И вдруг Жиронкин заметил: как-то странно ведут себя враги, уж больно нагло лезут вперед, громко кричат, переругиваются между собой.
— Товарищи! Немцы пьяные… — крикнул он по цепи, словно это могло облегчить положение взвода.
Все ближе и ближе гитлеровцы подбирались к вершине. Уже не один десяток их уложили автоматчики Ликоров и Дремов, еще одна самоходка была подбита бронебойщиками, а фашисты продолжали наседать. Вот они поднялись в атаку, и хотя врагов было во много раз больше, не дрогнули советские богатыри. Свинцовый заслон наших пулеметов и автоматов был настолько плотным, а попадания гранат такими меткими, что врагу снова не удалось прорваться.
Так захлебнулась вторая атака. Но она была не последней. Была и третья, и четвертая… Немцы хотели во что бы то ни стало овладеть высотой. Они не считались с потерями.
Под вечер снова атака, пятая за день. На этот раз, правда, гитлеровцы наступали без танков, видимо рассчитывая на то, что и так сумеют сломить поредевший гарнизон защитников высоты. Взвод Жиронкина смог встретить их только гранатами. Больше у бойцов ничего не оставалось. Опустели автоматные диски, легкими стали подсумки: почти не было патронов. Но когда немцы подползли метров на двадцать пять, с вершины одна за другой полетели гранаты. Бросать сверху было выгодно: даже если «промазал», то граната, катясь по склону, все равно найдет, кого поразить.
Это был отчаянный поединок: смерть заглядывала в глаза каждому. Несколько сот озлобленных лютых врагов и человек двадцать усталых, израненных наших воинов…
Неравная борьба шла теперь в открытую. Немцы видели: наших немного, но взять их трудно. Враги были так близко, что советские воины били в упор, на выбор. Бросив гранату, приходилось падать в окоп, чтобы не поранило осколками.
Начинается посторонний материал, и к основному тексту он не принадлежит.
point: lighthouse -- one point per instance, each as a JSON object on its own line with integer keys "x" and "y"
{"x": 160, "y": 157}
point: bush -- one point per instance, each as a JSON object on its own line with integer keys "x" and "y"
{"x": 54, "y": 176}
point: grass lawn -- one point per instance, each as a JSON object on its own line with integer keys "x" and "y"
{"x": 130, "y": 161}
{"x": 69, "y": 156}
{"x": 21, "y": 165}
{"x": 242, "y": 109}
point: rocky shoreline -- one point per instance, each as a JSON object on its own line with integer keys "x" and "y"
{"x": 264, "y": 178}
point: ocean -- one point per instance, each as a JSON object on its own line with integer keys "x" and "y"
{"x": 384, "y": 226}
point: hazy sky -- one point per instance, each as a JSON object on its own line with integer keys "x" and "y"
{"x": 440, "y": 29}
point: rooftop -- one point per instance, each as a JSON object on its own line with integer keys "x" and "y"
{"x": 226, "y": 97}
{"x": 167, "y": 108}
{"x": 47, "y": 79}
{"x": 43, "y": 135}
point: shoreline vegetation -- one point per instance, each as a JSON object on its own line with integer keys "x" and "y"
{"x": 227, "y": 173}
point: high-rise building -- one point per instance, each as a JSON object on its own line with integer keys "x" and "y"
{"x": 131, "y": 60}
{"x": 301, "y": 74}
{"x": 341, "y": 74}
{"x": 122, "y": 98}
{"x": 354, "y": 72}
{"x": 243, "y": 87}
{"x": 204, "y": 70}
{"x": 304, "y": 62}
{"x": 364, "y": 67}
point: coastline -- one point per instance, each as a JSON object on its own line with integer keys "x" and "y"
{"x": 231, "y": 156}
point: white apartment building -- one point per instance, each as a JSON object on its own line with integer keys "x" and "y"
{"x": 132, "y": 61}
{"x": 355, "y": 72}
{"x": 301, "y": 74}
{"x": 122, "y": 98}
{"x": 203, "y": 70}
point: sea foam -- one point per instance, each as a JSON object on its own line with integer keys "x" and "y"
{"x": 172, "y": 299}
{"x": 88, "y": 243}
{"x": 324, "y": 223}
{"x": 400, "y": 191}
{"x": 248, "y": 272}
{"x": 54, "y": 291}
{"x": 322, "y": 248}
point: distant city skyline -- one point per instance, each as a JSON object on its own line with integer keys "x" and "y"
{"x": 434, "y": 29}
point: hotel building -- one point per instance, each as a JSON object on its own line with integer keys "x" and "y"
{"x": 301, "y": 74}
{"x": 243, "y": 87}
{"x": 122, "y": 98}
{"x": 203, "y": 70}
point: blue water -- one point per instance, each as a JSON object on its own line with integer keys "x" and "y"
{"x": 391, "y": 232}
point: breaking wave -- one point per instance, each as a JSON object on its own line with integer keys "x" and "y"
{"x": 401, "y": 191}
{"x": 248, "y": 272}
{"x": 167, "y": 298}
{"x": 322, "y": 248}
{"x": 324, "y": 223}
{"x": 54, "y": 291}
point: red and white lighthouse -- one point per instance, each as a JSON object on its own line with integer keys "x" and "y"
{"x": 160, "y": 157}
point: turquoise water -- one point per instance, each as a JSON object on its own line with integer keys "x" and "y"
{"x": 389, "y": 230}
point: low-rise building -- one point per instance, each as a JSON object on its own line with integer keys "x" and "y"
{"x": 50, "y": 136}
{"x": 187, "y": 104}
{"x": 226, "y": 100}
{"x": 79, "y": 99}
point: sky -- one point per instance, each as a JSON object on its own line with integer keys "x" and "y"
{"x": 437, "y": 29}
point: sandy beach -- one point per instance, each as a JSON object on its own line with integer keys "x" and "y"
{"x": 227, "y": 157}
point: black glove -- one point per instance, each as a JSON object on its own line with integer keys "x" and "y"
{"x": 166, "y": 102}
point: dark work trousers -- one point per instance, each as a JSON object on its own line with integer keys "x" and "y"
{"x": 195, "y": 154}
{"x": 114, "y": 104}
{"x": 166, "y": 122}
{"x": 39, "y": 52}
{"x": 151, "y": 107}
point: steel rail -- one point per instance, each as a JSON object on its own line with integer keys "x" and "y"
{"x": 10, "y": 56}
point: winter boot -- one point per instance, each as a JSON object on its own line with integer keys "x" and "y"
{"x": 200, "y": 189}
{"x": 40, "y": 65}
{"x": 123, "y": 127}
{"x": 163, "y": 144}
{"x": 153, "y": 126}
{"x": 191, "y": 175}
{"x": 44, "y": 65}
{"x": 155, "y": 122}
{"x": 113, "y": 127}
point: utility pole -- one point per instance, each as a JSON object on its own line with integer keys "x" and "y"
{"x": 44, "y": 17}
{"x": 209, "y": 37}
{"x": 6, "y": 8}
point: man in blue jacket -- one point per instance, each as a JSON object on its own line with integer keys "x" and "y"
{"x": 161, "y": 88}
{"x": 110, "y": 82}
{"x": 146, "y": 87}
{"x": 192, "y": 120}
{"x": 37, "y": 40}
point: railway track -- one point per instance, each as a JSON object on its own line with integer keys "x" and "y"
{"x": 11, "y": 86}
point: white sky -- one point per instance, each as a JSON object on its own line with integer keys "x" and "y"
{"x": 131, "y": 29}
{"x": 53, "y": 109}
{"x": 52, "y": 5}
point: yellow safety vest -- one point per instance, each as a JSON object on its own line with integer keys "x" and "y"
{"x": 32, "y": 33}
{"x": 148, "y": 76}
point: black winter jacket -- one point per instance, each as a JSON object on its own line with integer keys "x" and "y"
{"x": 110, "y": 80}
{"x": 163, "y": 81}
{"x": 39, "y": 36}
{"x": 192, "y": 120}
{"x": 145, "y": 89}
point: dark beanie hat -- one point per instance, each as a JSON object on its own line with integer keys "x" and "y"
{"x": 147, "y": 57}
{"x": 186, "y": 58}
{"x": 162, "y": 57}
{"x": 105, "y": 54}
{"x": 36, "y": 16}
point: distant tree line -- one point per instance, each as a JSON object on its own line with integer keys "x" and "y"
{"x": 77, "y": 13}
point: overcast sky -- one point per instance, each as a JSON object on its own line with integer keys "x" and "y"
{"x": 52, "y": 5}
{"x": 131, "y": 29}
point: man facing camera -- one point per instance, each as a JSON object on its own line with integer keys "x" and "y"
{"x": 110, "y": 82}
С дикими воплями подбирались к вершине пьяные гитлеровцы, а наши продолжали забрасывать их гранатами. Лица солдат почернели от копоти и пыли, движения стали резкими, торопливыми — чувствовалось колоссальное физическое напряжение. Несмотря на холодный ветреный день, бойцам было жарко… Некоторые из них даже сбросили шинели и шапки-ушанки.
Таков был этот тяжелый ближний бой за высоту 173,1. Взвод выстоял. Гитлеровцы снова откатились. Гранаты решили исход схватки. Правда, теперь и их больше не осталось. Этого, к счастью, не знали враги.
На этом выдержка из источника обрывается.